Clara et Hannah ouvrent leur blog, au printemps 2011 : l'écureuil du net ! à lire absolument !!!!
Merci à François Bon, qui a accueilli sur Publie.net les Carnets Lointains, et le Manuel anti-onirique.

dimanche 22 mai 2011

L'∞, Épilogue, 10

Un mouvement, puis l'autre. Un bras puis l'autre. Respirer. Je crois que je commence à me déplacer. Je n'en suis pas sûre, il n'y a aucun repère, je n'ai aucun repère dans ce désert liquide, calme et vert et bleu, (respirer) qui se soulève, palpite comme une vie. Je n'ai aucun repère, alors il n'y a que cela : un mouvement, puis l'autre (respirer). Je commence à fuir les bords du monde. Pour cela, fuir, un mouvement puis l'autre, puis respirer (se reposer). Les bords du monde verticaux. Je ne les regarde plus, ils ne m'attirent plus, un mouvement puis l'autre, un bras puis l'autre, il faut que je rentre, la côte ne se rapproche pas encore, l'horizon ne s'éloigne pas encore, je ne sais pas, il n'y a aucun repère.

Il faut se concentrer uniquement sur cela : {{un mouvement puis l'autre, un bras puis l'autre (puis respirer)}. Se reposer}}. Juste cette séquence. La répéter. Inlassablement. Autant de fois qu'il le faudra. Ce qui fait que, soudain, dans cette immensité ouverte, bords du monde tout proches, d'où on aurait pu tomber, l'espace soudain se replie, se referme, rétrécit et que, inlassablement, il n'est que cela, cette séquence infime de l'océan dans laquelle se déplie : {{un mouvement puis l'autre, un bras puis l'autre (puis respirer)}. Se reposer}}. C'est tout. Rien que cela.
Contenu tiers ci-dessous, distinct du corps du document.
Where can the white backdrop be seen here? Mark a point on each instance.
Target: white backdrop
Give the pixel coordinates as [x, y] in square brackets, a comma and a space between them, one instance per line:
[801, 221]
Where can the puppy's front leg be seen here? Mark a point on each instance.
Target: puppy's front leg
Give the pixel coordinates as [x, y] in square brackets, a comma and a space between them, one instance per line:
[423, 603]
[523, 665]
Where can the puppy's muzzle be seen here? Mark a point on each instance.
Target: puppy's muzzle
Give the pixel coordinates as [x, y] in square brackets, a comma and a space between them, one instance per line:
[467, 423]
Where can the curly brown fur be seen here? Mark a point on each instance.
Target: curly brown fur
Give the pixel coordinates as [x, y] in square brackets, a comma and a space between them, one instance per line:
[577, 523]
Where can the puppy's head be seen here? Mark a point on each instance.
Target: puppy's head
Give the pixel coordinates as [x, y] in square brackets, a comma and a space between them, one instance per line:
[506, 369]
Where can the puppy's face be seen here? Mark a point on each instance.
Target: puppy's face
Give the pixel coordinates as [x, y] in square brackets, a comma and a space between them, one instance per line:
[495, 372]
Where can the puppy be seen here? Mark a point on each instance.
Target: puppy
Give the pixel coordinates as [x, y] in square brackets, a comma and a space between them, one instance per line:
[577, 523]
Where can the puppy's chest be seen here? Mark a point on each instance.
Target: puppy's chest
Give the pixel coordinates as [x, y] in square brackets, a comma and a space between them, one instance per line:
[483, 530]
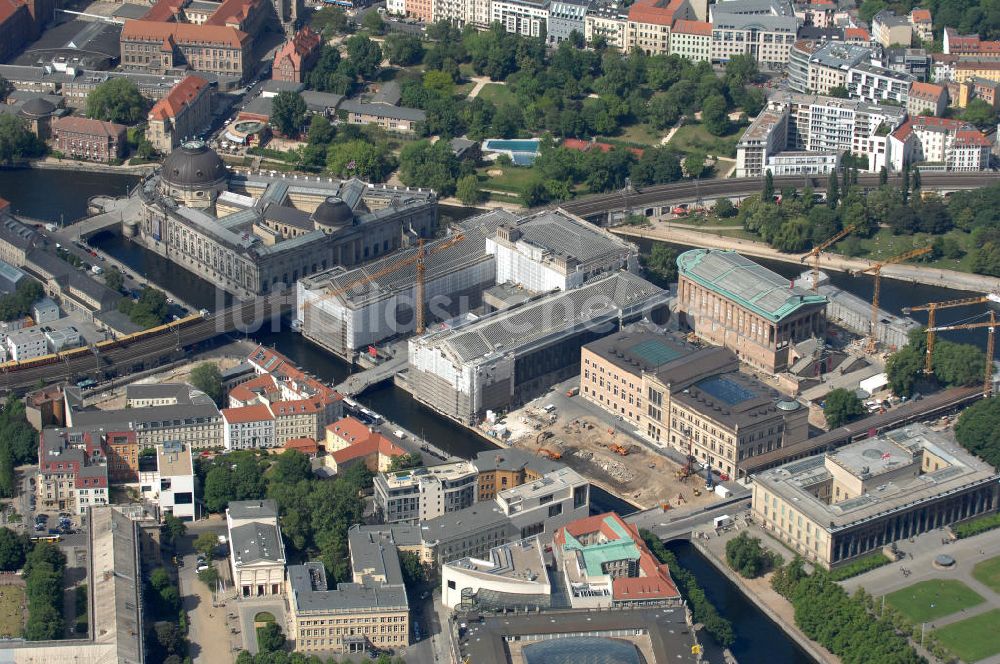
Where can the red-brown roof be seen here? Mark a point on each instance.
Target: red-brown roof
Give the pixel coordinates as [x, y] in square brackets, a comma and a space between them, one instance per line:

Tant que cela sera possible {{un mouvement puis l'autre, un bras puis l'autre (puis respirer)}. Se reposer}}, alors il sera possible de recommencer un déplacement horizontal, de ne pas seulement s'enfoncer verticalement dans les profondeurs de l'océan.

Inlassablement n'est pas le terme exact.

C'est seulement la tension de ma volonté, seulement elle, purement elle, qui me reconduira sur la côte {{un mouvement puis l'autre, un bras puis l'autre (puis respirer)}. Se reposer}}. Répéter cela. Sans cesse. Ne jamais cesser. Répéter cette séquence. Les mouvements du corps s'en suivront de la pure tension de la volonté. De lui-même, il aurait coulé à pic, il ne servait à rien, plus à rien, il a fallu tendre à l'extrême la volonté, la relier comme une corde à la terre, {{un mouvement puis l'autre, un bras puis l'autre (puis respirer)}. Se reposer}}, imposer cela au corps qui abandonnait et qui redevient utile.

Répéter la séquence. Se reposer. Tant que l'eau me porte, je ne risque rien. Il suffit de faire confiance à l'eau, me reposer sur elle, me reposer en elle, détendre mes muscles, éviter l'épuisement, {{un mouvement puis l'autre, un bras puis l'autre (puis respirer)}. Se reposer}}. Se reposer sur l'eau. Se confier à elle. Elle me porte. Tu vois bien ? Elle te porte.